Segundo especialistas e autoridades em saúde, o perigo maior do “vape” está justamente no apelo que ele tem para jovens, no quão misteriosos ainda são seus efeitos a longo prazo e na falta de regulação. Segundo Ramos, a constante intensificação no uso do dispositivo por jovens implica na futura descoberta de ainda outros efeitos além dos já identificados, enquanto a SBPT frisa o risco da aparente “inocência” dele.
“Os DEFs são uma ameaça à saúde pública porque representam uma combinação de riscos: os já conhecidos efeitos danosos à saúde e o aumento progressivo do seu uso no país. Em especial, esses dispositivos atraem pessoas que nunca fumaram, persuadidas pelos aromas agradáveis, sabores variados, ‘inovação tecnológica’ e estigmas de liberdade”, afirma um comunicado recente do órgão, emitido em um apelo à Anvisa pela proibição do item.

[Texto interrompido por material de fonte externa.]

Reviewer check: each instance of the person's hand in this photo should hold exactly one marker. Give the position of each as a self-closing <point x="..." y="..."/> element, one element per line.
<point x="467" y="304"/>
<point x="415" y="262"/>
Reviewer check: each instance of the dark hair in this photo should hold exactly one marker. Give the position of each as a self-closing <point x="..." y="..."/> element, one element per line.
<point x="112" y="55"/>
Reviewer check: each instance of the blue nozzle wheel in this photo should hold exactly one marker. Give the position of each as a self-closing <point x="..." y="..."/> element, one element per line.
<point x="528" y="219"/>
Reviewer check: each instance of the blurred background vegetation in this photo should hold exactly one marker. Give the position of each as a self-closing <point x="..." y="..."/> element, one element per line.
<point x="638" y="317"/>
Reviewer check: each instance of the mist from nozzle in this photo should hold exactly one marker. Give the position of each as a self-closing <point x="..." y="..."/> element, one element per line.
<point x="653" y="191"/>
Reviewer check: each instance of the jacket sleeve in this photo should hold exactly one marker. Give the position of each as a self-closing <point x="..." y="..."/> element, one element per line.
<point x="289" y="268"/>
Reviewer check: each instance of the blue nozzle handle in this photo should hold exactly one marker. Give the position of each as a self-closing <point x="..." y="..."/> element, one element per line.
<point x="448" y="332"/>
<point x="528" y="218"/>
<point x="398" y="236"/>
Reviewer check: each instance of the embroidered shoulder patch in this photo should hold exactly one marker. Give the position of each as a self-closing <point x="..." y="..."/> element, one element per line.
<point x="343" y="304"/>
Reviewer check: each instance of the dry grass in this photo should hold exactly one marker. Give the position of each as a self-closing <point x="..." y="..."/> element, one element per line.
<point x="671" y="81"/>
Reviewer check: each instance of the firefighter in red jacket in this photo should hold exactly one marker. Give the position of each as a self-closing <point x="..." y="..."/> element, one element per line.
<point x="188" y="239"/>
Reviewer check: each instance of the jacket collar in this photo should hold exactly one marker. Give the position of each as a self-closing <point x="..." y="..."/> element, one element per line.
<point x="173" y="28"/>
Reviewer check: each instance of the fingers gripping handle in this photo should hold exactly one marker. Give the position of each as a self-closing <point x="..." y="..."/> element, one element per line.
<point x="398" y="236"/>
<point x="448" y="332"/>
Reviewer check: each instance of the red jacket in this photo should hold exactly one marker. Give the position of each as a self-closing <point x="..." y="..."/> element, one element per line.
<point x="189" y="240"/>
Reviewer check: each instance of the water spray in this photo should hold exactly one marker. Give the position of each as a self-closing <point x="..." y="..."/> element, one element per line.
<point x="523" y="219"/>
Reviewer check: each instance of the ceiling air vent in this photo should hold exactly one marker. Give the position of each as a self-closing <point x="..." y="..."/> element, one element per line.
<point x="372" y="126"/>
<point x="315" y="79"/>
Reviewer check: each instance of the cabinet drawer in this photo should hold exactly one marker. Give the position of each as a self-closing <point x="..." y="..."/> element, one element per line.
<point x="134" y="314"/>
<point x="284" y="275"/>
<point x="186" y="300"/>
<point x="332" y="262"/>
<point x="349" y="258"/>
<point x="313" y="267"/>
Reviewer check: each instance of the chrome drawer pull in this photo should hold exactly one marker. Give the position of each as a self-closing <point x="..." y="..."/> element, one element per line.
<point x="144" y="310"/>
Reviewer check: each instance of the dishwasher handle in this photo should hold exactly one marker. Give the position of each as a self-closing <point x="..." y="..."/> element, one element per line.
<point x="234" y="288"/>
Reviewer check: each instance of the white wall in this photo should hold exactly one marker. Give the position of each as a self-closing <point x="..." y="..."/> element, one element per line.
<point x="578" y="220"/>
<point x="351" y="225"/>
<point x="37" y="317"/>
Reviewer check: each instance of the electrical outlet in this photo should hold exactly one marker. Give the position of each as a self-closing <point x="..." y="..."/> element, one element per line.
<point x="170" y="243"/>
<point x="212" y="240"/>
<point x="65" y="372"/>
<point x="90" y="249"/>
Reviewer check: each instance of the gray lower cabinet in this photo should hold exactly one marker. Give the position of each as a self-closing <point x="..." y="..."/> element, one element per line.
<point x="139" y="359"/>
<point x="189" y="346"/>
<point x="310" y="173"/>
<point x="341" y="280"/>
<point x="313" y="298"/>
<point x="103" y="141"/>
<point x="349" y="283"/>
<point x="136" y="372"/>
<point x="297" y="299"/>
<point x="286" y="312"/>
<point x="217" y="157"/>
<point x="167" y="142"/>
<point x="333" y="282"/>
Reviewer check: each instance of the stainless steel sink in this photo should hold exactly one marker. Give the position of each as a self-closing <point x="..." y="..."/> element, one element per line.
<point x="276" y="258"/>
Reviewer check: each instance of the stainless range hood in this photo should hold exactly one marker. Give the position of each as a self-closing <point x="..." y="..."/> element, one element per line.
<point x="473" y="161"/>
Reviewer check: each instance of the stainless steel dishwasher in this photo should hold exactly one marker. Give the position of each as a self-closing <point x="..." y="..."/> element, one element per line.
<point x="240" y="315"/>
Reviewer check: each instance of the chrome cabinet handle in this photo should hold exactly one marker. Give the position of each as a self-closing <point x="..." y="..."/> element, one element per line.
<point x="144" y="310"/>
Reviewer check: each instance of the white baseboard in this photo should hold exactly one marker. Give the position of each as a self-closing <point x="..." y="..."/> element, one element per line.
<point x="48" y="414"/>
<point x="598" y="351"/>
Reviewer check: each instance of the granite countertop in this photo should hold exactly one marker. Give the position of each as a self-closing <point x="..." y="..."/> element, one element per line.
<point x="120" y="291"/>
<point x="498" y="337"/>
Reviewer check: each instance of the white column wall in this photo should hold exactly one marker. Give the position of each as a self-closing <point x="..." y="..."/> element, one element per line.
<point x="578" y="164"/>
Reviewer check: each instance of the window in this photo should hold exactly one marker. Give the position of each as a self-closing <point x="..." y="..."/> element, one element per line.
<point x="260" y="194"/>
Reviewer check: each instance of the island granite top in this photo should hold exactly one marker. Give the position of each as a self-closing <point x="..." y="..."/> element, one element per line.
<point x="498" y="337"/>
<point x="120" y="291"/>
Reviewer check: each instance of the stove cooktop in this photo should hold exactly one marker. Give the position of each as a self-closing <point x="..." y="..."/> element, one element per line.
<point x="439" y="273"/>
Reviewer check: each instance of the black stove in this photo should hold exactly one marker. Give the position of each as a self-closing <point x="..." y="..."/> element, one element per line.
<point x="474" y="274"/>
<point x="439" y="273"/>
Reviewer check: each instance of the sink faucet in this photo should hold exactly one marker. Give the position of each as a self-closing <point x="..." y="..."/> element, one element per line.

Na mesma nota, a instituição afirma ainda que “a ampla utilização dos DEFs pode reverter, em pouco tempo, o sucesso das políticas de controle do tabaco obtido em décadas de esforços do Programa Nacional de Controle do Tabagismo (PNCT)”, levando em consideração que, devido ao apelo e o conforto físico do uso do item serem maiores em comparação ao do cigarro convencional (bem como a não proibição até em locais fechados), os usuários tendem a fumar com mais frequência.